In case you’ve forgotten the key messages:
  • focus and work hard;
  • take personal responsibility;
  • read lots and learn from everything you do;
  • celebrate other people’s achievements and always say thank you;
  • share your experiences, your learning and your successes;
  • reduce the paper and clean up the clutter;
  • always think about how you can make a difference;
  • be positive, don’t put up with negative people or dwell on the negatives; and
  • never lie about anything important.

And when the going gets tough and the challenges seem impossible:

  • look after yourself and your colleagues;
  • spend time with positive and optimistic colleagues;
  • smile, laugh at life and search for ways to have fun;
  • breathe deeply, stretch and exercise regularly;
  • get enough sleep and take regular breaks;
  • appreciate what you have; and
  • celebrate everything that goes well.

2010 will be a year to remember; a year of opportunity and discovery for us all, and we must work hard to make all our dreams turn into reality and all our efforts and hard work turn into great achievements.
Keep the faith!

Sunday, 3 January 2010

I went to Sadler's Wells to see Matthew Bourne’s Swan Lake for the fourth time this weekend and it was once again a brilliant experience which everyone who loves the arts should try to get to see...

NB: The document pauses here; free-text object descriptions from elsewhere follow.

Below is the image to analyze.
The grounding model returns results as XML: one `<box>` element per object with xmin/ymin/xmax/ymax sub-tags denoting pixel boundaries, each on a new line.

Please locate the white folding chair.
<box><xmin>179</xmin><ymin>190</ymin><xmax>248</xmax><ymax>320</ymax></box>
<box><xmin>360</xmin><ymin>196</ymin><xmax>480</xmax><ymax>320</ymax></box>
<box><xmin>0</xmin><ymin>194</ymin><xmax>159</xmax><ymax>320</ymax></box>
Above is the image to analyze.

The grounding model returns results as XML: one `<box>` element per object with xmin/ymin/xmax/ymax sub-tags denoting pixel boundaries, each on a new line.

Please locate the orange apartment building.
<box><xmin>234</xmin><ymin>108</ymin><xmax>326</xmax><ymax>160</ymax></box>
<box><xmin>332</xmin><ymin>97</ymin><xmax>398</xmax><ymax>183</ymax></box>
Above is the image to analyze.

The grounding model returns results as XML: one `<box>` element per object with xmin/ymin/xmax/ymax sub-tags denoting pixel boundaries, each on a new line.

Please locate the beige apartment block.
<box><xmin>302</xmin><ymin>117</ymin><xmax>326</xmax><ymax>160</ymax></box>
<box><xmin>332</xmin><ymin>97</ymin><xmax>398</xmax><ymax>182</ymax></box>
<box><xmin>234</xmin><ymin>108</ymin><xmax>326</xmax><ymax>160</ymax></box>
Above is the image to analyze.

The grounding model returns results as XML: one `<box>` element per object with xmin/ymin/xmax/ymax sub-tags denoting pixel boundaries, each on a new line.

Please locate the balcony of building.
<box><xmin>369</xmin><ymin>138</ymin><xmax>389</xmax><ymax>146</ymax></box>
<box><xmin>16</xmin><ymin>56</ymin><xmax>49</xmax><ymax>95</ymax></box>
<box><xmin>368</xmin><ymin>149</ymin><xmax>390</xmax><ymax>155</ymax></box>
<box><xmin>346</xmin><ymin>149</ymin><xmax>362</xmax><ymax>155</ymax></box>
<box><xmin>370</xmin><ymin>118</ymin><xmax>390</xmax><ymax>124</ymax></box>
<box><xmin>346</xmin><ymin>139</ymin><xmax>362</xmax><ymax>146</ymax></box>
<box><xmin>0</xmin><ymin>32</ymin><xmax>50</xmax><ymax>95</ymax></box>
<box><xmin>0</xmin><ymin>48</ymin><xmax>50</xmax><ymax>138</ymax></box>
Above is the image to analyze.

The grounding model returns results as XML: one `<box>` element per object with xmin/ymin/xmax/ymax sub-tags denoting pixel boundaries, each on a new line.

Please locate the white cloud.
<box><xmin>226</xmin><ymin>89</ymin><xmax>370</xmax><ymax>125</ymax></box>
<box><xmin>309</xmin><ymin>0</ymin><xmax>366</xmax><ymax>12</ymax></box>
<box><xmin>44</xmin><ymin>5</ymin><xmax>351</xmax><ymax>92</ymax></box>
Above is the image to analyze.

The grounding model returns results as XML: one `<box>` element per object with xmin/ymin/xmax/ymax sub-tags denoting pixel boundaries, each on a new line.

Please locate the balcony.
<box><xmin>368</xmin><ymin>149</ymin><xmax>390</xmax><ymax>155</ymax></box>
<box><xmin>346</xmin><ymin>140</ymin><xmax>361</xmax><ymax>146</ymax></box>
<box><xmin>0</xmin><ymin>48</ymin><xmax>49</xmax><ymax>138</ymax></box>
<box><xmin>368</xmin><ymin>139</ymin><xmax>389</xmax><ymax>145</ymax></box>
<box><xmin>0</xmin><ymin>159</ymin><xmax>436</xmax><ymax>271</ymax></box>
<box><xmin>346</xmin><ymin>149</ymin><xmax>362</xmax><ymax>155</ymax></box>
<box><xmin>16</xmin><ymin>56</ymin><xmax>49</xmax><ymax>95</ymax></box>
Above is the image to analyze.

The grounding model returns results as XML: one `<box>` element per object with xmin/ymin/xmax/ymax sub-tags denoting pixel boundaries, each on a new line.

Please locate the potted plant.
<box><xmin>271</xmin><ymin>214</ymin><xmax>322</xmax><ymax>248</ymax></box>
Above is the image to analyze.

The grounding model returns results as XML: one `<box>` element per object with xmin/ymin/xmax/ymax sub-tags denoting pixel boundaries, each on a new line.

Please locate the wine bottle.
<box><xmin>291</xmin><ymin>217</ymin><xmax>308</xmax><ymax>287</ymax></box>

The choreography was tighter, the male swans were stronger and everything was accompanied by Tchaikovsky's brilliant score wonderfully performed at Sadler's Wells by an excellent orchestra. The new cast was also good; Charlotte Broom gave a chilly performance as the Queen, Dominic North was the disturbed and disturbing Prince and Jonathan Ollivier gave a wonderful performance as the Swan with his responsiveness to the music and his classical training.
The production is at Sadler's Wells until 24 January and then tours at the Milton Keynes Theatre, the Birmingham Hippodrome, the Liverpool Empire and the Lowry in Manchester. Catch it if you can or miss out on one of the experiences of a lifetime.